From 1a99f30ec75c9a851af3ddde8eb954d9c6920af3 Mon Sep 17 00:00:00 2001
From: Yong Tang <yong.tang.github@outlook.com>
Date: Sun, 10 Jan 2021 19:07:11 +0000
Subject: [PATCH 1/3] Fix InvalidArgumentError error when mixed precision plicy
 is used in Attention/AdditiveAttention layer

This PR tries to address the issue raised in 46064 where
InvalidArgumentError error is thrown when mixed precision plicy is used
in keras Attention/AdditiveAttention layer.

This PR fixes 46064.

Signed-off-by: Yong Tang <yong.tang.github@outlook.com>
---
 .../python/keras/layers/dense_attention.py       |  2 +-
 .../python/keras/layers/dense_attention_test.py  | 16 ++++++++++++++++
 2 files changed, 17 insertions(+), 1 deletion(-)

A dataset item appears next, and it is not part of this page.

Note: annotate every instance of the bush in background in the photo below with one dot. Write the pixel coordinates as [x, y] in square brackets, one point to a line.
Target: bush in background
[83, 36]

diff --git a/tensorflow/python/keras/layers/dense_attention.py b/tensorflow/python/keras/layers/dense_attention.py
index 34879524b64..6cebcb2f892 100644
--- a/tensorflow/python/keras/layers/dense_attention.py
+++ b/tensorflow/python/keras/layers/dense_attention.py
@@ -126,7 +126,7 @@ class BaseDenseAttention(Layer):
     if scores_mask is not None:
       padding_mask = math_ops.logical_not(scores_mask)
       # Bias so padding positions do not contribute to attention distribution.
-      scores -= 1.e9 * math_ops.cast(padding_mask, dtype=K.floatx())
+      scores -= 1.e9 * math_ops.cast(padding_mask, dtype=scores.dtype)
     if training is None:
       training = K.learning_phase()
     weights = nn.softmax(scores)
diff --git a/tensorflow/python/keras/layers/dense_attention_test.py b/tensorflow/python/keras/layers/dense_attention_test.py
index 8570f41b34f..b0d146c5bc6 100644
--- a/tensorflow/python/keras/layers/dense_attention_test.py
+++ b/tensorflow/python/keras/layers/dense_attention_test.py
@@ -24,9 +24,12 @@ import numpy as np
 from tensorflow.python import keras
 from tensorflow.python.eager import context
 from tensorflow.python.keras import combinations
+from tensorflow.python.keras.mixed_precision import policy
 from tensorflow.python.keras.layers import core
 from tensorflow.python.keras.layers import dense_attention
 from tensorflow.python.ops import array_ops
+from tensorflow.python.ops import math_ops
+from tensorflow.python.ops import random_ops
 from tensorflow.python.platform import test
 
 
@@ -757,6 +760,19 @@ class AdditiveAttentionTest(test.TestCase, parameterized.TestCase):
     new_layer = dense_attention.AdditiveAttention.from_config(config)
     self.assertEqual(new_layer.use_scale, True)
 
+  def test_mixed_float16_policy(self):
+    # Test case for GitHub issue:
+    # https://github.com/tensorflow/tensorflow/issues/46064
+    try:
+      policy.set_policy('mixed_float16')
+      q = math_ops.cast(random_ops.random_uniform((2, 3, 4), seed=1), 'float16')
+      v = math_ops.cast(random_ops.random_uniform((2, 3, 4), seed=2), 'float16')
+      k = math_ops.cast(random_ops.random_uniform((2, 3, 4), seed=3), 'float16')
+      layer = dense_attention.AdditiveAttention(causal=True)
+      _ = layer([q, v, k])
+    finally:
+      policy.set_policy('float32')
+
 
 @combinations.generate(combinations.combine(mode=['graph', 'eager']))
 class LowerTriangularMaskTest(test.TestCase, parameterized.TestCase):

From 739896bfdd96c81ca8cd28d159619b97cd6e7b71 Mon Sep 17 00:00:00 2001
From: Yong Tang <yong.tang.github@outlook.com>
Date: Fri, 15 Jan 2021 18:09:29 +0000
Subject: [PATCH 2/3] Update to use policy.policy_scope to address review
 comment.

Signed-off-by: Yong Tang <yong.tang.github@outlook.com>
---
 tensorflow/python/keras/layers/dense_attention_test.py | 5 +----
 1 file changed, 1 insertion(+), 4 deletions(-)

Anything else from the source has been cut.